Не переставая говорить себе, что этот чай объясняется просто желанием сделать мне более приятным мой первый профессиональный визит, я не могла отделаться от некоторого опасения. Мы обменивались самыми обычными фразами. Но ведь г-жа Барбленэ была из тех, кто считает, что важные заявления должны появляться только в конце длинной процессии праздных слов.
Может быть, после множества изворотов мне дадут понять, что барышни еще не чувствуют себя способными брать уроки музыки или что их удовлетворит проба, например, один урок в неделю, впредь до изменения?
Я уже видела возврат моей бедности. Снова сто сорок пять франков в месяц, а может быть, и того меньше. Ведь неудача не любит полумер. Я потеряю еще одну или двух учениц. Снова — маленькое эмалированное блюдо, длинные одинокие прогулки, угол церкви и таинственная песнь в моей голове. Тем лучше. Я не успела от них отвыкнуть и опять приспособлюсь к ним очень быстро. Единственно, чего мне теперь было стыдно, это моего вчерашнего восторга.
Мое беспокойство еще увеличивалось тем, что на этот раз я чувствовала, у меня не было отчетливого представления о мыслях г-жи Барбленэ. Может быть, накануне я глубоко ошибалась в ее умонастроении. Но я не переставала рисовать его себе настолько живо и правдоподобно, что была спокойна. Скорее, оно рисовалось само собой. Теперь, напротив, между мной и г-жой Барбленэ царило что-то непроницаемое.
Во время разговора она сказала:
— Многие считают, что молодые девушки должны рано выходить замуж. — И я сейчас же увидела в этом вопрос, косвенно обращенный ко мне лично. Почему я не замужем? Решила ли я обречь себя на безбрачие? Не подвергается ли молодая девушка, покидающая семью, чтобы жить одна, неприятным подозрениям?
Потом я подумала, что Мари Лемиез и некоторые ее коллеги были в том же положении, что и я. А г-жа Барбленэ, очевидно, слишком уважала установленный порядок, чтобы образ жизни таких почтенных лиц, как преподавательницы лицея, мог ей принципиально показаться подозрительным.
Вскоре разговор замер сам собой. По-видимому, г-жу Барбленэ схватила глухая боль, которая оставила ее было в покое на требуемое приличием время. Она показала, что хочет встать. Дочери помогли ей, отодвинули стулья, открыли дверь. Я стояла до тех пор, пока г-жа Барбленэ не исчезла в еще неведомых мне глубинах дома.
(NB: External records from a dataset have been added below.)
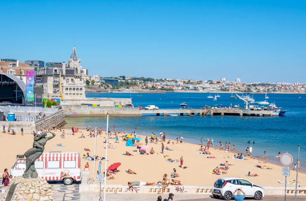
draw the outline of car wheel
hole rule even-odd
[[[223,198],[225,200],[230,200],[232,197],[232,193],[229,191],[226,191],[223,196]]]
[[[72,178],[65,178],[64,179],[64,184],[65,185],[71,185],[72,184],[73,181]]]
[[[254,195],[254,199],[258,200],[261,199],[261,198],[262,197],[263,194],[260,191],[256,191],[255,193],[255,195]]]
[[[220,197],[220,196],[217,196],[216,195],[213,194],[212,196],[214,196],[214,197],[216,199],[218,199]]]

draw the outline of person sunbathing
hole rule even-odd
[[[132,154],[131,154],[129,152],[128,152],[128,151],[126,151],[126,152],[125,152],[125,154],[123,154],[123,155],[128,155],[128,156],[133,156],[134,155]]]
[[[253,174],[251,174],[251,172],[249,172],[248,174],[248,175],[250,177],[255,177],[255,176],[259,176],[259,175],[257,174],[257,173],[254,173]]]
[[[155,153],[154,149],[153,149],[153,148],[152,147],[152,148],[151,149],[151,150],[150,150],[150,154],[154,154]]]
[[[147,182],[142,181],[129,181],[128,182],[129,185],[129,188],[130,188],[133,186],[153,186],[155,185],[155,182],[149,183]]]
[[[169,151],[173,151],[173,149],[170,149],[168,148],[168,147],[166,147],[166,150],[169,150]]]
[[[172,185],[182,185],[181,184],[181,181],[180,181],[179,180],[174,180],[174,179],[172,179],[171,181],[172,181]]]
[[[216,173],[218,173],[221,172],[220,172],[220,170],[219,170],[219,167],[218,167],[218,166],[217,166],[217,167],[216,167],[216,168],[215,168],[215,169],[214,169],[214,170],[213,170],[212,171]]]
[[[131,170],[130,169],[129,169],[129,170],[128,170],[128,171],[129,172],[129,173],[130,174],[137,174],[136,172],[132,170]]]

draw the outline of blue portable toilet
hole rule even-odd
[[[15,121],[15,113],[13,112],[9,112],[7,113],[7,121],[13,122]]]

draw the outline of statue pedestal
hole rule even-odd
[[[51,185],[44,179],[14,178],[4,193],[4,201],[53,201]]]

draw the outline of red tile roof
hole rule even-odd
[[[0,66],[9,66],[9,63],[15,64],[17,64],[17,62],[13,61],[0,61]],[[33,67],[29,65],[28,65],[26,64],[23,63],[22,62],[19,62],[19,67],[22,67],[23,68],[32,68]],[[15,67],[14,66],[13,67]]]

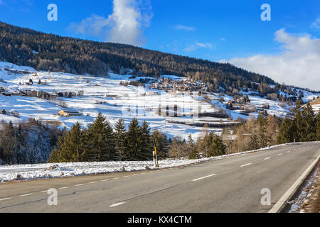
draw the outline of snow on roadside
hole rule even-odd
[[[166,160],[159,161],[161,169],[171,168],[201,163],[203,162],[226,158],[228,157],[248,154],[294,143],[282,144],[259,150],[246,151],[239,153],[229,154],[222,156],[201,158],[198,160]],[[47,168],[56,165],[52,170]],[[119,172],[133,172],[145,170],[154,170],[152,161],[141,162],[65,162],[47,163],[36,165],[15,165],[0,166],[0,182],[15,180],[31,180],[36,179],[48,179],[57,177],[68,177],[81,175],[92,175]]]

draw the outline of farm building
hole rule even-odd
[[[58,114],[65,117],[82,115],[82,114],[79,113],[79,111],[77,110],[63,110],[63,109],[60,110],[59,112],[58,112]]]

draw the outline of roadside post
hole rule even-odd
[[[158,155],[156,154],[156,140],[154,139],[154,167],[155,168],[159,168],[159,163],[158,163]]]

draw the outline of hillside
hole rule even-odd
[[[46,34],[0,22],[0,60],[37,70],[105,76],[110,70],[158,77],[174,74],[201,79],[209,91],[237,94],[241,88],[274,91],[262,86],[276,84],[269,77],[230,64],[213,62],[153,51],[128,45],[99,43]],[[262,84],[259,87],[257,84]],[[277,84],[281,87],[280,84]]]

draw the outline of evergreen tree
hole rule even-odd
[[[196,144],[192,138],[191,134],[188,136],[189,142],[188,143],[188,158],[189,159],[198,159],[200,157],[199,153],[198,152]]]
[[[124,143],[125,138],[126,128],[124,125],[124,120],[122,118],[119,119],[114,125],[114,135],[117,141],[117,149],[120,156],[120,160],[123,159],[123,149]]]
[[[302,140],[315,140],[316,137],[316,119],[309,102],[303,108],[302,116],[304,126],[304,128],[302,129]]]
[[[50,162],[76,162],[84,160],[84,136],[81,126],[77,122],[67,133],[60,138],[57,150],[53,150]]]
[[[277,143],[283,144],[294,142],[294,131],[293,131],[293,124],[294,121],[291,120],[288,116],[282,121],[280,128],[279,129],[279,134],[277,137]]]
[[[152,136],[156,141],[156,153],[158,159],[164,159],[168,156],[168,148],[166,145],[166,135],[158,130],[152,133]]]
[[[267,138],[267,120],[263,115],[259,115],[257,121],[257,138],[260,147],[265,148],[267,145],[268,139]]]
[[[141,127],[141,150],[139,155],[140,160],[152,160],[152,151],[153,148],[153,141],[150,135],[150,128],[146,121],[144,121]]]
[[[316,115],[316,141],[320,141],[320,111]]]
[[[226,147],[223,144],[222,139],[218,135],[214,135],[213,133],[211,133],[210,136],[213,139],[213,143],[209,149],[209,155],[213,157],[225,155]]]
[[[86,143],[88,160],[103,162],[119,158],[112,128],[100,112],[88,127]]]
[[[140,126],[137,118],[133,118],[126,133],[123,157],[124,160],[139,161],[141,158],[141,144],[142,142]]]

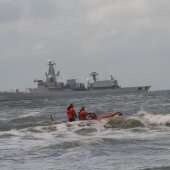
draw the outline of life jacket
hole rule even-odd
[[[79,112],[79,120],[87,120],[86,116],[88,115],[88,113],[84,110],[80,110]]]
[[[66,112],[68,119],[74,118],[76,116],[74,108],[67,108]]]

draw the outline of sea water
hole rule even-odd
[[[68,123],[70,103],[143,126]],[[169,170],[170,91],[0,102],[0,169]]]

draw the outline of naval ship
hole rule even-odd
[[[147,92],[151,86],[121,87],[118,81],[111,76],[110,80],[99,80],[97,72],[91,72],[87,84],[76,79],[68,79],[66,83],[60,82],[60,71],[55,72],[55,63],[48,61],[48,72],[45,78],[36,79],[36,88],[29,88],[26,92],[0,92],[0,101],[50,99],[61,96],[81,96],[91,94],[127,94]]]

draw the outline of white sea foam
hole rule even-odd
[[[40,112],[35,112],[35,111],[29,112],[29,113],[22,113],[22,114],[19,116],[19,118],[26,118],[26,117],[30,117],[30,116],[36,117],[36,116],[38,116],[39,114],[40,114]]]
[[[142,111],[137,115],[145,125],[170,125],[170,114],[151,114]]]

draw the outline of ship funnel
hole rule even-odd
[[[93,81],[96,81],[96,76],[98,76],[98,75],[99,75],[99,73],[97,73],[97,72],[91,72],[89,74],[89,76],[91,76],[93,78]]]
Как только я осталась наедине с барышнями, начался урок. Было решено, что они будут заниматься вместе, по крайней мере, вначале. Каждая будет садиться за рояль на несколько минут, другая будет присутствовать при этом, прислушиваясь к поправкам. И так по очереди.
Я спросила, кто из них хочет начать.
— Решайте сами, — сказала старшая.
— Ну, пускай начнет мадмуазель Март.
Младшую звали Март, старшую — Сесиль. Март послушно пошла к роялю. К моему удивлению старшая проводила ее довольно мрачным взглядом и сказала:
— Я так и думала.
Выбирая Март, я не уступала симпатии, напротив. Я хотела выказать старшей некоторую долю уважения, избавив ее от неприятной обязанности бренчать первой.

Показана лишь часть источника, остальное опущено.